Nucleic Acids Research, 1988, Vol. 16, No. 17 8443-8465
© 1988
Articles |
Cis requirements for alternative splicing of the cardiac troponin T pre–mRNA
Department of Anatomy, University of California San Franscisco, CA 94143, USA
*To whom correspondence should be addressed
Received May 19, 1988. Revised August 2, 1988. Accepted August 2, 1988.

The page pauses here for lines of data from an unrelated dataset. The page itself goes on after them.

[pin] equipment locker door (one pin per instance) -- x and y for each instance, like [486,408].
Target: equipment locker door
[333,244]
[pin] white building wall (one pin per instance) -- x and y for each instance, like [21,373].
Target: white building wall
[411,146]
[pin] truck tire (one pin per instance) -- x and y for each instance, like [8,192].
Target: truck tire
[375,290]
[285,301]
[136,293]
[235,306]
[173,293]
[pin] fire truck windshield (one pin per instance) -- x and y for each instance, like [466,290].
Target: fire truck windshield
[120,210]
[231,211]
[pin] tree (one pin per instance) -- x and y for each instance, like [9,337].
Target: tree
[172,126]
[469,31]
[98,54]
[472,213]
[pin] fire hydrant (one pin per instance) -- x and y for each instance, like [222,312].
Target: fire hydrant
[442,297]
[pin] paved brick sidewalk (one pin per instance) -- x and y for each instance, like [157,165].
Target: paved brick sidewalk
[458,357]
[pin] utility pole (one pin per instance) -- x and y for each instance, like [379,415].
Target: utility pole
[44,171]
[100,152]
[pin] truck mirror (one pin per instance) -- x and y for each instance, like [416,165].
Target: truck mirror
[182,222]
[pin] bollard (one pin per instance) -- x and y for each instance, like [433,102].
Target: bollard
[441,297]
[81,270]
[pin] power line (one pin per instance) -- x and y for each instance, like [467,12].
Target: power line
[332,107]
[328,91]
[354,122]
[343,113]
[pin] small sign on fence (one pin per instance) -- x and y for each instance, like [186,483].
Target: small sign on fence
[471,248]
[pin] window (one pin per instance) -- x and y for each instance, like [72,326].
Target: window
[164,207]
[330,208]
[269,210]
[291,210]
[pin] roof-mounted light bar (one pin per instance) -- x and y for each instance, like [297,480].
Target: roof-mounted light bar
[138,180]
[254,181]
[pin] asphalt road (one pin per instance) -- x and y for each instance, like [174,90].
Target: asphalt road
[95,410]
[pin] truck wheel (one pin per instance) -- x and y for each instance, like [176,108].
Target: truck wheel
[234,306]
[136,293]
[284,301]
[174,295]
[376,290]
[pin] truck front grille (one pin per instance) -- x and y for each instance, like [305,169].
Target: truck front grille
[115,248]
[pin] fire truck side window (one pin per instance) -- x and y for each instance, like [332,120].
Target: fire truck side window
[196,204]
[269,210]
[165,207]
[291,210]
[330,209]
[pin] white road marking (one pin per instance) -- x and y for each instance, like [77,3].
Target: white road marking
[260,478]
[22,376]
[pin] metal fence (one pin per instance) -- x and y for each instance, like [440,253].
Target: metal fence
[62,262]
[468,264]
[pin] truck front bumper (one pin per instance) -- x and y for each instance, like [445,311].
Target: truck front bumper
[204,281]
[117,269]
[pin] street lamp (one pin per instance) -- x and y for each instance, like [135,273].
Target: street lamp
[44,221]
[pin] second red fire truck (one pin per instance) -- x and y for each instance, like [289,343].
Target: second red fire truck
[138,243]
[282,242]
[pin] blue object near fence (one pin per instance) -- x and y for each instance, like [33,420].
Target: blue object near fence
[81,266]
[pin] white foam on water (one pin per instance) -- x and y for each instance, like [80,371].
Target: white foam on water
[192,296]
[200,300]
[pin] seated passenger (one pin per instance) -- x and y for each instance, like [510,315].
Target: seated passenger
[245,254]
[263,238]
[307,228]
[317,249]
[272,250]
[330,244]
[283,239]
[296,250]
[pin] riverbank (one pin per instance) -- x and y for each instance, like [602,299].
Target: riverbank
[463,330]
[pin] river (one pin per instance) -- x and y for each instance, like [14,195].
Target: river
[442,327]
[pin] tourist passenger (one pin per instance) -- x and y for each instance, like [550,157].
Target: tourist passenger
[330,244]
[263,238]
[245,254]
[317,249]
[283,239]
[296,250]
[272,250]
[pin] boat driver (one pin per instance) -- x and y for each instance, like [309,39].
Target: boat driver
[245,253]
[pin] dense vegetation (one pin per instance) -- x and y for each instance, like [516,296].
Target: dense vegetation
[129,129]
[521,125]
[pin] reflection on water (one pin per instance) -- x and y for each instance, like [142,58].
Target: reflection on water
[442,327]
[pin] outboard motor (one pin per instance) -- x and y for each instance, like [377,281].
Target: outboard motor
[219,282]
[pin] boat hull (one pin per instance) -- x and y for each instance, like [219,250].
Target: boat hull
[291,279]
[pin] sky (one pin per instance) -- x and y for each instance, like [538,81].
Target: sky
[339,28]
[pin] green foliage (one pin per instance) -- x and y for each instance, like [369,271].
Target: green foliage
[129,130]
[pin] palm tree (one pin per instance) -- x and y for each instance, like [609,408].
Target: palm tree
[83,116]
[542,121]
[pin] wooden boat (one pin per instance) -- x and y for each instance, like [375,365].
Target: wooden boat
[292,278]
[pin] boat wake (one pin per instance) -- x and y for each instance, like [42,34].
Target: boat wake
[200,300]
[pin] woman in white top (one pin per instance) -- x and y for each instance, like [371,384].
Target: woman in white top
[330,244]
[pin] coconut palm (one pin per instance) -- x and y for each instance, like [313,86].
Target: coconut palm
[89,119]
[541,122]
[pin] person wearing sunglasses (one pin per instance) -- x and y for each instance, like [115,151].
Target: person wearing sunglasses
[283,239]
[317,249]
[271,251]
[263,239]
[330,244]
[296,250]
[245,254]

The cardiac troponin T (cTNT) pre-mRNA splices 17 exons contiguously but alternatively splices (includes or excludes) the fifth exon. Because both alternative splice products are processed from the same pre-mRNA species, the cTNT pre-mRNA must contain cis-acting sequences which specify exon 5 as an alternative exon. A cTNT minigene (SM-1) transfected into cultured cells produces mRNAs both including and excluding exon 5. The junctions of exons 4-5-6 and 4-6 in the cTNT minigene mRNAs are identical to those of endogenous cTNT mRNAs and no other exons are alternatively spliced. Thus, the SM-1 pre-mRNA is correctly alternatively spliced in transfected cells. To circumscribe the pre-mRNA regions which are required for the alternative nature of exon 5, we have constructed a systematic series of deletion mutants of SM-1. Tranfection of this series demonstrates that a 1200 nt pre-mRNA region containing exons 4, 5, and 6 is sufficient to direct alternative splicing of exon 5. Within this region are two relatively large inverted repeats which potentially sequester the alternative exon via intramolecular base-pairing. Such sequestration of an alternative exon is consistent with models which propose pre-mRNA conformation as being determinative for alternative splicing of some pre-mRNAs. However, deletion mutants which remove the majority of each of the inverted repeats retain the ability to alternatively splice exon 5 demonstrating that neither is required for cTNT alternative splice site selection. Taken together, deletion analysis has limited cis elements required for alternative splicing to three small regions of the pre-mRNA containing exons 4, 5, and 6. In addition, the cTNT minigene pre-mRNA expresses both alternative splice products in a wide variety of cultured non-muscle cells as well as in cultured striated muscle cells, although expression of the cTNT pre-mRNA is normally restricted to striated muscle. This indicates that cis elements involved in defining the cTNT exon 5 as an alternative exon do not require muscle-specific factors in trans to function.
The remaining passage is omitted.